Ici brusquement la voix lui manqua ; alors se tournant vers Madame Floche qui se faisait toute petite et qui tremblait dans son fauteuil :

– Et quant à vous, ma sœur, si vous avez encore la faiblesse… – puis se reprenant : – Si vous avez la coupable faiblesse de céder encore à ces supplications, fût-ce pour un baiser, fût-ce pour une obole, aussi vrai que je suis votre sœur aînée, je vous quitte, je recommande à Dieu mes pénates, et je ne vous revois de ma vie.

J’étais comme au spectacle. Mais puisqu’elles ne se savaient pas observées, pour qui ces deux marionnettes jouaient-elles la tragédie ? Les attitudes et les gestes de la fille me paraissaient aussi exagérés, aussi faux que ceux de la mère… Celle-ci me faisait face, de sorte que je voyais de dos Isabelle qui, prosternée, gardait sa pose d’Esther suppliante ; tout à coup je remarquai ses pieds : ils étaient chaussés en pou-de-soie couleur prune, autant qu’il me sembla et que l’on en pouvait juger encore sous la couche de boue qui recouvrait les bottines ; au-dessus, un bas blanc, où le volant de la jupe, en se relevant, mouillé, fangeux, avait fait une traînée sale… Et soudain, plus haut que la déclamation de la vieille, retentit en moi tout ce que ces pauvres objets racontaient d’aventureux, de misérable. Un sanglot m’étreignit la gorge ; et je me promis, quand Isa quitterait la maison, de la suivre à travers le jardin.

Madame de Saint-Auréol cependant avait fait trois pas vers le fauteuil de Madame Floche :

– Allons ! donnez-moi ces billets ! Pensez-vous que sous votre mitaine je ne voie pas se froisser le papier ? Me croyez-vous aveugle, ou folle ? Donnez-moi cet argent, vous dis-je ! – Et, mélodramatiquement, approchant les billets dont elle s’était emparée, de la flamme d’une des bougies du candélabre : – Je préférerais brûler le tout (faut-il dire qu’elle n’en faisait rien) plutôt que de lui donner un liard.

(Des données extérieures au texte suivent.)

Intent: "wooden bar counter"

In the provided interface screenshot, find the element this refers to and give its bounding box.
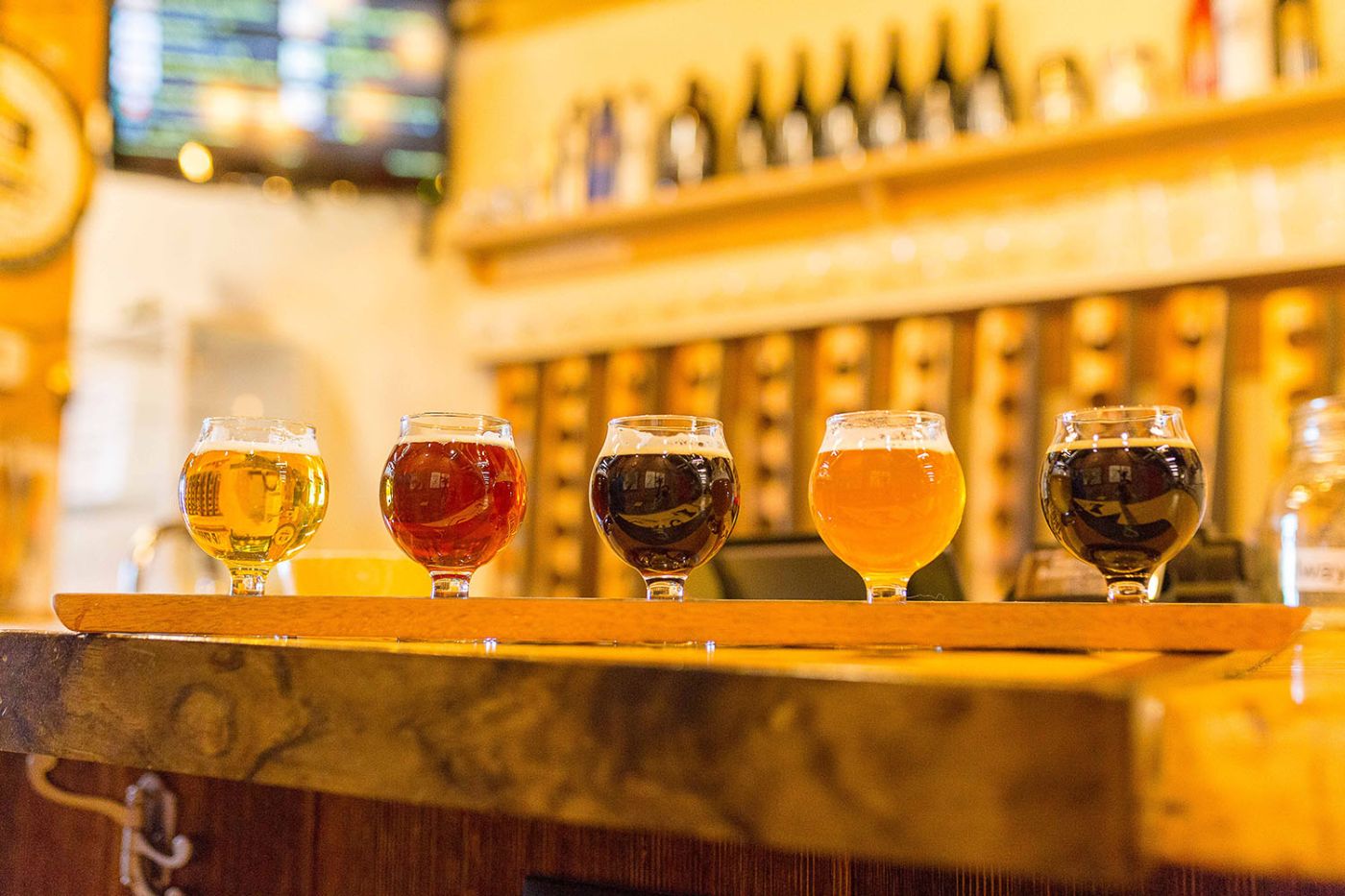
[0,617,1345,896]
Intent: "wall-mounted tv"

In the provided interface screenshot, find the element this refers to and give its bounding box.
[108,0,452,187]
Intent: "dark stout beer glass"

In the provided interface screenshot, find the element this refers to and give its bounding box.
[1041,405,1205,603]
[589,417,739,600]
[378,413,527,597]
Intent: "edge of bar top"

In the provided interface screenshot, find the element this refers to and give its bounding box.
[0,631,1153,883]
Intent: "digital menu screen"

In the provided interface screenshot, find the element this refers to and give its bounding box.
[108,0,452,187]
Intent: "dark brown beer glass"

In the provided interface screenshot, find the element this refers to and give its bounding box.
[589,417,739,600]
[378,413,527,597]
[1041,405,1205,603]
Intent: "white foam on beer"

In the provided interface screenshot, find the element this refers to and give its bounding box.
[1046,436,1196,453]
[602,426,730,457]
[192,436,319,455]
[818,426,952,455]
[397,429,514,448]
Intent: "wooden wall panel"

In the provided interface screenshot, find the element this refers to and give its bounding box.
[531,358,602,597]
[880,318,954,417]
[593,349,659,597]
[961,308,1045,600]
[1146,286,1230,529]
[1069,296,1131,407]
[725,332,801,536]
[8,754,1338,896]
[662,340,727,417]
[492,365,545,594]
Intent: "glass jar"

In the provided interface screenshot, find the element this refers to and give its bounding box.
[1261,396,1345,607]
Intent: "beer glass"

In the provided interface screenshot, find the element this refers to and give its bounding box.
[178,417,327,596]
[1041,405,1205,603]
[808,410,967,603]
[589,416,739,600]
[378,413,527,597]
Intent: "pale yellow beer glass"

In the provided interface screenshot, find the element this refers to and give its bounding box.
[808,410,967,603]
[178,417,327,594]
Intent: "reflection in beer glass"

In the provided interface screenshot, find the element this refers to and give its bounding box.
[378,413,527,597]
[589,416,739,600]
[1041,405,1205,603]
[178,417,327,596]
[808,410,966,603]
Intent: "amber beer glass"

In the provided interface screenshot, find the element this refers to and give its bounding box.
[378,413,527,597]
[178,417,327,594]
[808,410,966,603]
[1041,406,1205,603]
[589,416,739,600]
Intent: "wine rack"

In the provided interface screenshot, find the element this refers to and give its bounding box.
[599,349,659,597]
[499,282,1345,600]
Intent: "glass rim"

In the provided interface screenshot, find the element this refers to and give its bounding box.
[1056,405,1183,424]
[201,416,317,436]
[826,407,948,427]
[606,414,723,434]
[1290,394,1345,420]
[403,410,512,432]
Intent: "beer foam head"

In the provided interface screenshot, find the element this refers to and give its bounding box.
[192,417,319,455]
[1046,436,1196,453]
[397,429,514,448]
[192,433,320,455]
[602,426,729,457]
[818,426,952,455]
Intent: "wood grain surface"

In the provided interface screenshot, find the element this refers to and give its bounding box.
[0,754,1338,896]
[55,594,1308,651]
[0,632,1145,877]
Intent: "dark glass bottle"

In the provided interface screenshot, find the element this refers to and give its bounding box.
[659,78,716,185]
[864,31,911,151]
[966,6,1015,137]
[772,50,815,167]
[733,60,770,172]
[916,16,958,147]
[1275,0,1322,84]
[817,39,862,158]
[585,97,622,202]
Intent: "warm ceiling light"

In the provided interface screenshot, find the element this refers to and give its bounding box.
[178,140,215,183]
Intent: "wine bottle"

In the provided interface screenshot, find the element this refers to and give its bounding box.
[585,97,620,204]
[864,31,909,151]
[659,78,716,187]
[1211,0,1275,100]
[616,87,656,206]
[1275,0,1322,84]
[1183,0,1218,97]
[916,16,958,147]
[818,39,862,158]
[733,60,770,174]
[552,102,588,215]
[773,50,814,167]
[967,6,1013,137]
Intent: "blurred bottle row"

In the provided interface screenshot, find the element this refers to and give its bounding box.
[463,0,1321,227]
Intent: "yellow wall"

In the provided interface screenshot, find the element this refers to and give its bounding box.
[452,0,1345,194]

Elle glissa les billets dans sa poche et reprit son geste déclamatoire :

– Fille ingrate ! Fille dénaturée ! Le chemin qu’ont pris mes bracelets et mes colliers, vous saurez l’apprendre à mes bagues ! – Ce disant, d’un geste habile de sa main étendue, elle en fit tomber deux ou trois sur le tapis. Comme un chien affamé se jette sur un os, Isabelle s’en saisit.

– Partez, à présent : nous n’avons plus rien à nous dire, et je ne vous reconnais plus.

Puis ayant été prendre un éteignoir sur la table de nuit, elle en coiffa successivement chaque bougie du candélabre, et partit.

La pièce à présent paraissait sombre. Isabelle cependant s’était relevée ; elle passait ses doigts sur ses tempes, rejetait en arrière ses boucles éparses et rajustait son chapeau. D’une secousse elle remonta son manteau qui avait un peu glissé de ses épaules, et se pencha vers Madame Floche pour lui dire adieu. Il me parut que la pauvre femme cherchait à lui parler, mais c’était d’une voix si faible que je ne pus rien distinguer. Isabelle sans rien dire pressa une des tremblantes mains de la vieille contre ses lèvres. Un instant après je m’élançais à sa poursuite dans le couloir.

Au moment de descendre l’escalier, un bruit de voix m’arrêta. Je reconnus celle de Mademoiselle Verdure qu’Isabelle avait déjà rejointe dans le vestibule, et je les aperçus toutes deux en me penchant par dessus la rampe. Olympe Verdure tenant une petite lanterne à la main.

– Tu vas partir sans l’embrasser ? disait-elle, – et je compris qu’il s’agissait de Casimir. – Tu ne veux donc pas le voir ?

– Non, Loly ; je suis trop pressée. Il ne doit pas savoir que je suis venue.

Il y eut un silence, une pantomime que d’abord je ne compris pas bien.